Hester Pierce, the Republican SEC commissioner argued against the Securities and Exchange Commission’s (SEC) past decisions of denying permission for Bitcoin ETF. According to Pierce, bitcoin is a constantly and rapidly growing market that the SEC has underestimated for years. Now, with a rising and raging demand for Bitcoin ETF, it is made clear that SEC’s past explanations of crypto ETF rejections were mere excuses.
“I thought that if we had applied our standards as we have applied them to other products, we would already have approved one or more of them…With each passing day, the rationale that we have used in the past for not approving seems to grow weaker.”, Pierce told CNBC.

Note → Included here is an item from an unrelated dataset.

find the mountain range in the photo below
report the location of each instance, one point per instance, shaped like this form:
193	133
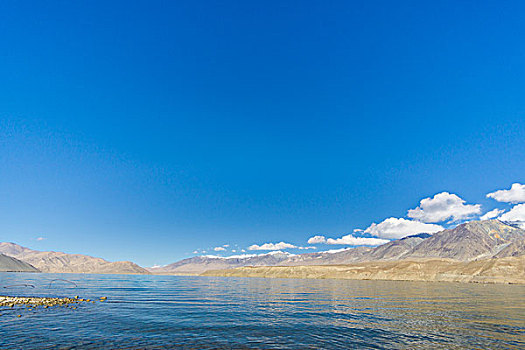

The SEC Commissioner questioned SEC’s double standards referring to the lengthy, strict, and complex approval process of ETFs for digital assets, compared to minimal filtering of conventional bond or commodity ETFs. Shortly after Pierce predicted another delay or rejection from SEC, officials went public with statements confirming the initiation of a thorough inspection of the market to make the needful changes.
SEC Continues to Ignore Bitcoin ETF Despite its Proven Success in Other Countries
In previous years SEC backed their Bitcoin ETF rejection by saying the market was too remote to function in an ETF and that a market as small as bitcoin, would pose a threat of manipulation. This forced investors to shift to private players like Grayscale to trace bitcoin. However, Bitcoin reached a trillion-dollar market cap at the peak of the bull run and its institutional adoption has been growing despite regulatory uncertainty.
North American nations have already approved a number of Bitcoin ETFs, the most popular being the Purpose Group. The Bitcoin ETFs have proven to be a success as institutional investors’ demand for these products is at an all-time high.
Bitcoin’s weakness is also its strength, i.e., regardless of being a volatile digital currency, bitcoin volatility allows faster and larger gains. The passive nature of bitcoin ETF will allow a lower expense ratio that will lead to bigger profits in this ‘small market’.